Entstehung der Kinesiologie

Kinesiologie bei Rupp's MediFit in HolzkirchenKinesiologie versteht sich als eine ganzheitliche Heil- und Behandlungsmethode. Sie verbindet uralte Erfahrungen aus der traditionellen chinesischen Medizin mit neuen Erkenntnissen aus der Gehirnforschung.

Die Kinesiologie wurde in den 1960er Jahren von dem amerikanischen Arzt und Chiropraktiker Dr. George Goodheart (1918–2008) entwickelt. Er fand heraus, dass es Zusammenhänge zwischen Muskelreaktionen, Organen und körperlichen Symptomen gibt und dass auch die psychische Verfassung eines Menschen die Funktion der Muskeln beeinflusst.

Entwicklung der Kinesiologie

Ausgangspunkt der Theorieentwicklung war seine Beobachtung, dass bei einem Patienten mit Schulterschmerzen die Schultermuskulatur geschwächt war und in den Sehnenansätzen des Muskels knotige Verhärtungen bestanden.

Nachdem durch Massage die Verhärtungen des Muskels aufgelöst werden konnten, nahmen auch die Schulterschmerzen ab. Gleichzeitig nahm die Muskelkraft zu. Aufgrund dieser Beobachtung setzte Goodheart strukturelle Veränderungen in Muskeln mit funktionalen Veränderungen in Zusammenhang.
In den folgenden Jahren verknüpfte Goodheart dieses strukturell-funktionale Konzept vorwiegend mit anderen diagnostischen und therapeutischen Lehren, die heute unter der Bezeichnung komplementäre und alternative Methoden zusammengefasst werden.

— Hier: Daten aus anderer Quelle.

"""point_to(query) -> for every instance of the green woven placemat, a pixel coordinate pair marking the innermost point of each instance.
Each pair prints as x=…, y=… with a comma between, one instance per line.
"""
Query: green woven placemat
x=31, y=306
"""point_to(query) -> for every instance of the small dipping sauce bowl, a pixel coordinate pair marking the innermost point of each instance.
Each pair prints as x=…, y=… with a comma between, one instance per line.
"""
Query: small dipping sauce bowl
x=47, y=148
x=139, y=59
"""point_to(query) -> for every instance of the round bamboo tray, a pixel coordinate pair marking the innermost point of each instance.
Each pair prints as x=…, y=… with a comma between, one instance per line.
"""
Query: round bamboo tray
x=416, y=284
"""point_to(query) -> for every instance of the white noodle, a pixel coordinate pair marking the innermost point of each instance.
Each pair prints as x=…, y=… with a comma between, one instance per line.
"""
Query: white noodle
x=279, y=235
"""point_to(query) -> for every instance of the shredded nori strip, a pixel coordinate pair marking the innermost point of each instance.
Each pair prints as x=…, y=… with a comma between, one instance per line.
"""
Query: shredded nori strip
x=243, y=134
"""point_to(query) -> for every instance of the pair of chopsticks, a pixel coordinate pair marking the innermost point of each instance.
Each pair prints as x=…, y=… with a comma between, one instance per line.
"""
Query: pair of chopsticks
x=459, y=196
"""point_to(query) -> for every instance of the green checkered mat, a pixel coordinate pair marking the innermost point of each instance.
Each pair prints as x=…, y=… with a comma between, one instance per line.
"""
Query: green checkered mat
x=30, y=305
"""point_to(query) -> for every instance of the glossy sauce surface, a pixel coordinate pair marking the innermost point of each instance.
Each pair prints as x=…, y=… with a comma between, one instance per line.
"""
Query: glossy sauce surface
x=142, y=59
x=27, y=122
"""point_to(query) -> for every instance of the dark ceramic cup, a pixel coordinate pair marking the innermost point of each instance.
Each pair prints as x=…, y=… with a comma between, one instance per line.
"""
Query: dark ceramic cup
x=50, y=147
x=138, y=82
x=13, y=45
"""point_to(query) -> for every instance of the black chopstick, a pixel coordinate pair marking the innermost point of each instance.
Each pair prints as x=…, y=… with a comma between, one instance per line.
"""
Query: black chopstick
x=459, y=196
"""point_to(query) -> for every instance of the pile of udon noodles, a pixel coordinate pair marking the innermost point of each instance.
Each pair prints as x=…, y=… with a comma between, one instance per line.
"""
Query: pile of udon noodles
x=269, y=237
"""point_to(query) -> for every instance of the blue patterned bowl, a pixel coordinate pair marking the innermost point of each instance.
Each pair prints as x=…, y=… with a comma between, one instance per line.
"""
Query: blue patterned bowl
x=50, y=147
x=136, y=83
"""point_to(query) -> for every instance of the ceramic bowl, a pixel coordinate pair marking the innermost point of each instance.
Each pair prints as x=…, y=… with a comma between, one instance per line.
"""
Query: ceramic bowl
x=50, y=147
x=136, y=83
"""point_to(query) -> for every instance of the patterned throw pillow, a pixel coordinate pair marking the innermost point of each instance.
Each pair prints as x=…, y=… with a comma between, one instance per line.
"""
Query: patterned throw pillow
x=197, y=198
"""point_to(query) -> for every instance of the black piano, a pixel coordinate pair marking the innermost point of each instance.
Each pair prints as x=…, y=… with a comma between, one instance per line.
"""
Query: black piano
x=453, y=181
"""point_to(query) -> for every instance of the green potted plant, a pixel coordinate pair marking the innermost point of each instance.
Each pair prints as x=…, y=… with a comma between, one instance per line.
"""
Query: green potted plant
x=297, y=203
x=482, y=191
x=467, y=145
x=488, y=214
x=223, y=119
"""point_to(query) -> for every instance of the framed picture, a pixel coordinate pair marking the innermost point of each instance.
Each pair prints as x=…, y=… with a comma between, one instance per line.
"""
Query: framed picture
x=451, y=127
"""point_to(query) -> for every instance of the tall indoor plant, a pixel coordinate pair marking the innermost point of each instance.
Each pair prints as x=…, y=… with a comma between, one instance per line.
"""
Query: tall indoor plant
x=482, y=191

So integrierte er Vorstellungen aus der Lehre der Lymphabflussstimulation von Frank Chapman, der Lehre der Durchblutungsstimulation von Terrence Bennett, der Meridianlehre der traditionellen chinesischen Medizin, Konzepte aus der orthomolekularen Medizin sowie Vorstellungen aus der Lehre der craniosakralen Osteopathie.

Die Kinesiologie geht davon aus, dass der Organismus des Menschen auf Heilung ausgerichtet ist.

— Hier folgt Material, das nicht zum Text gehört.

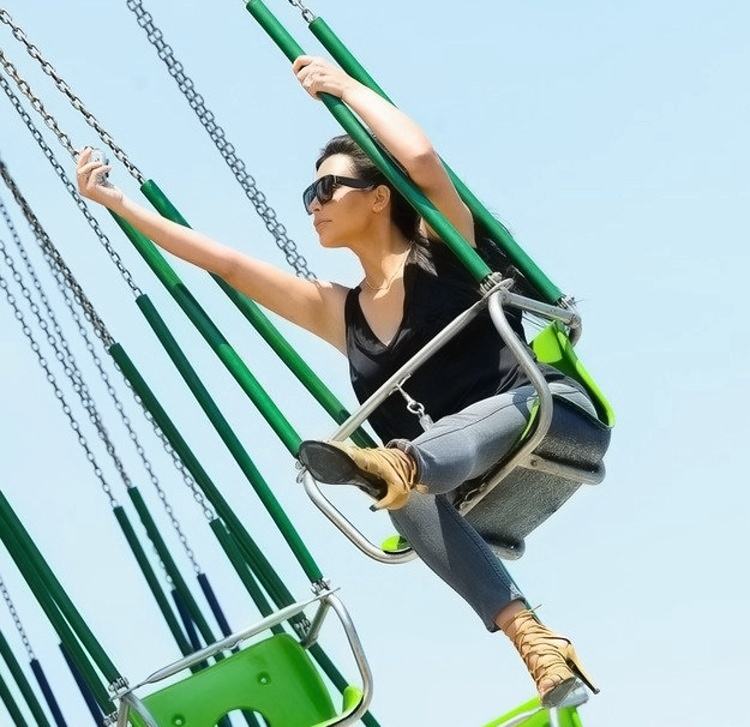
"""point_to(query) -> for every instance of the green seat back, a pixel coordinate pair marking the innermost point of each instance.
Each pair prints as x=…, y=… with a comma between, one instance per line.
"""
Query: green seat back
x=566, y=716
x=274, y=677
x=552, y=347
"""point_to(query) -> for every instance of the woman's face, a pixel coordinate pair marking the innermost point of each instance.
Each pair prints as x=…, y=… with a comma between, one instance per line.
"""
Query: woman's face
x=348, y=214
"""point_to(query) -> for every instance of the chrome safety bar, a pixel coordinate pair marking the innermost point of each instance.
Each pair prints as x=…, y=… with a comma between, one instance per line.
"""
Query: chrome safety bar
x=496, y=294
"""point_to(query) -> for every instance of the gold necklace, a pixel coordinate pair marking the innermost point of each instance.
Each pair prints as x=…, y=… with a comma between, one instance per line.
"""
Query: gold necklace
x=390, y=280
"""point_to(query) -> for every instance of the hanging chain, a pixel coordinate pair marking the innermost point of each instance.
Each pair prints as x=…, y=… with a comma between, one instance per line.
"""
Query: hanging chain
x=67, y=285
x=307, y=15
x=48, y=246
x=16, y=620
x=48, y=69
x=227, y=150
x=75, y=426
x=415, y=407
x=71, y=188
x=103, y=374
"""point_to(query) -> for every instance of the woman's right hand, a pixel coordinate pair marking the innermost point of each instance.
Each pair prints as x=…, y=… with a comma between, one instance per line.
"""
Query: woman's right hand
x=87, y=176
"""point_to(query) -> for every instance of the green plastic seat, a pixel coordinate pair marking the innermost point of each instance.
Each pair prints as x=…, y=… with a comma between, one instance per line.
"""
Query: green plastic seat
x=508, y=513
x=274, y=678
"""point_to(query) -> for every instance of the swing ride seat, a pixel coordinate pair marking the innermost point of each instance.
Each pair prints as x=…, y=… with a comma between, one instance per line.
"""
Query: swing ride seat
x=569, y=455
x=274, y=678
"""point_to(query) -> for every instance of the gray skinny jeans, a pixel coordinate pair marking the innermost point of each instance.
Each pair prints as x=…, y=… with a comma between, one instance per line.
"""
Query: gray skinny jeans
x=457, y=448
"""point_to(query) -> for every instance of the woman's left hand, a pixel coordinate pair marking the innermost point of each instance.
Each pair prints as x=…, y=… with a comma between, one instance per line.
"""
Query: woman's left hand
x=317, y=76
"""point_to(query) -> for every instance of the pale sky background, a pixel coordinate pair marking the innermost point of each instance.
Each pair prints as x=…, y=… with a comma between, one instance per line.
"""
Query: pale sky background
x=612, y=139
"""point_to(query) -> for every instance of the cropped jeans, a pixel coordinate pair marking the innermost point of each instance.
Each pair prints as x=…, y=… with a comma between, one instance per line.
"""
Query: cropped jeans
x=457, y=448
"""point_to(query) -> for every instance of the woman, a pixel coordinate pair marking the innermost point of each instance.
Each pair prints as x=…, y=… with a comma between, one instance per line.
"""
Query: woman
x=412, y=287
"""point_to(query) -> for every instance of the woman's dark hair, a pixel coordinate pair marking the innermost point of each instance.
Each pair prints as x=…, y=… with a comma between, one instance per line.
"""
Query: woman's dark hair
x=405, y=217
x=403, y=214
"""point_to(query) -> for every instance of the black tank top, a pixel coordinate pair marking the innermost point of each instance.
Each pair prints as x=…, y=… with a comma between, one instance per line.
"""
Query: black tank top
x=474, y=365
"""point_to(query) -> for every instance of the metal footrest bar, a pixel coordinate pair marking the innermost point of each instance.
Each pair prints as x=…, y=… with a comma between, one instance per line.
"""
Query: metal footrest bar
x=327, y=601
x=496, y=294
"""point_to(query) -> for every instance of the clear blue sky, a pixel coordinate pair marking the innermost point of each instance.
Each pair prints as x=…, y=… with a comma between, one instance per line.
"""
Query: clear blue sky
x=612, y=139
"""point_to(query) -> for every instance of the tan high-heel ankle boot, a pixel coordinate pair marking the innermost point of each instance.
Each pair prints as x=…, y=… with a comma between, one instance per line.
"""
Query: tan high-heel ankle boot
x=386, y=474
x=549, y=657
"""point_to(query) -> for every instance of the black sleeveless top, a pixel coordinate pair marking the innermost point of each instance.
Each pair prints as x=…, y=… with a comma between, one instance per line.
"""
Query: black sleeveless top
x=474, y=365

Dabei wird der Mensch ganzheitlich betrachtet und alle Aspekte seines Wesens, seiner Struktur und seiner Umgebung mit einbezogen.

Die Ursache für Energieblockaden ist Stress, den der Körper und Geist oder/und die Seele haben. Je nachdem, was das persönliche „System" Mensch als Stress empfindet, kann es das soziale Umfeld, belastende oder auch aufregende Lebenssituationen, Lärm, Ernährung und vieles mehr sein. Dabei muss dieser „Stress" gar nicht bewusst wahrgenommen werden.

Der kinesiologische Muskeltest

Das wichtigste Arbeitswerkzeug in der Kinesiologie ist der Muskeltest - ein Rückmeldesystem des Körpers, auch Biofeedback genannt.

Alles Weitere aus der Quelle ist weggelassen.